Abstract
Text data is one of the dominating data types in Big Data driven services and applications. The performance of text classification largely depends on the quality of feature extraction over the text corpus. For supervised learning over text documents, the TF-IDF (Term Frequency-Inverse Document Frequency) weighting factor is one of the most frequently used features in text classification. In this paper, we address two known limitations of TF-IDF based feature extraction method: First, the conventional TF-IDF weighting factor lacks of consideration about the synonymous relationship between feature terms. Second, for big corpus with large number of text documents and large number of feature terms, the computational complexity of text classification increases with the dimensionality of the feature space. We address these problems by introducing an optimization technique based on the Inter-Category Distributions (ICD) of terms and the Inter-Category Distributions of documents. We call this new weighting factor TF-IDF-ICD, namely TF-IDF with Inter-Category Distributions. To further enhance the effectiveness of our TF-IDF-ICD method, we describe a TF-IDF-ICD threshold based Dimensionality Reduction (DR) optimization. We test the text classifier with a corpus of 10, 000 articles. The evaluation results show that the proposed TF-IDF-ICD based text classification method outperforms the conventional TF-IDF based classification solution by \(7.84\%\) at only about \(43.19\%\) of the training time used by the conventional TF-IDF based text classification methods.
You have full access to this open access chapter, Download conference paper PDF
Similar content being viewed by others
Keywords
- TF-IDF
- Feature extraction
- Text classification
- Inter-Category Distribution (ICD)
- Dimensionality reduction
1 Introduction
Text classification aims to categorize a document into one of the predefined class categories, denoted by \(\mathcal {Y}\), where a document is represented in the form of bag of words \(\mathcal {X}\), denoted as a feature vector \(x \in \mathbb {R}^{d \times 1}\) with d unique terms [1]. Text classification algorithms have been applied successfully in many big data driven text applications and services, such as spam filtering [2], tagging online news [3], social media analysis [4], bioscience [5] and chat bot [6]. Statistical learning based methods, such as Support Vector Machine (SVM) and its family of algorithms, are widely used for text classification [7,8,9].

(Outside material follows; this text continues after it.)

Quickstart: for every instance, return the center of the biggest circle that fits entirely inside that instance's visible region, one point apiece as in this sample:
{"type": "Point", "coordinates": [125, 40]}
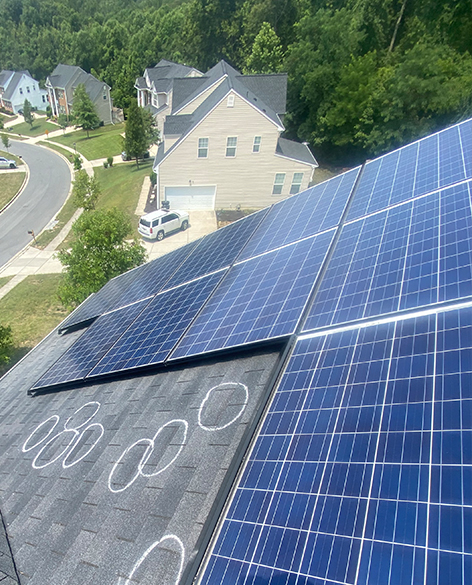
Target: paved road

The typical workflow of statistical learning based text classification system consists of four core components: text preprocessing, feature extraction, classifier training and classification [10]. Research [11] has shown that the sophistication of the feature selection process is critical to the effectiveness and efficiency of the text classifier.
Traditional text feature extraction methods use TF-IDF algorithm [12] to extract text features and transform the corpus of N text documents with a vocabulary of d terms into the d dimensional vector space of N TF-IDF feature vectors. By representing each text document as a feature vector in a high dimensional vector space, a statistical feature based classifier, such as SVM, can be used for text classification through supervised learning. Several known limitations exist for the TF-IDF based feature extraction method. For example, the conventional TF-IDF weighting factor pays no attention to synonyms and semantic relation between synonyms. Moreover, when dealing with large corpus with tens of thousands documents and terms, the feature vector space has very high dimensionality and is highly skewed and sparse. As a result, the computation complexity increases dramatically for large corpus.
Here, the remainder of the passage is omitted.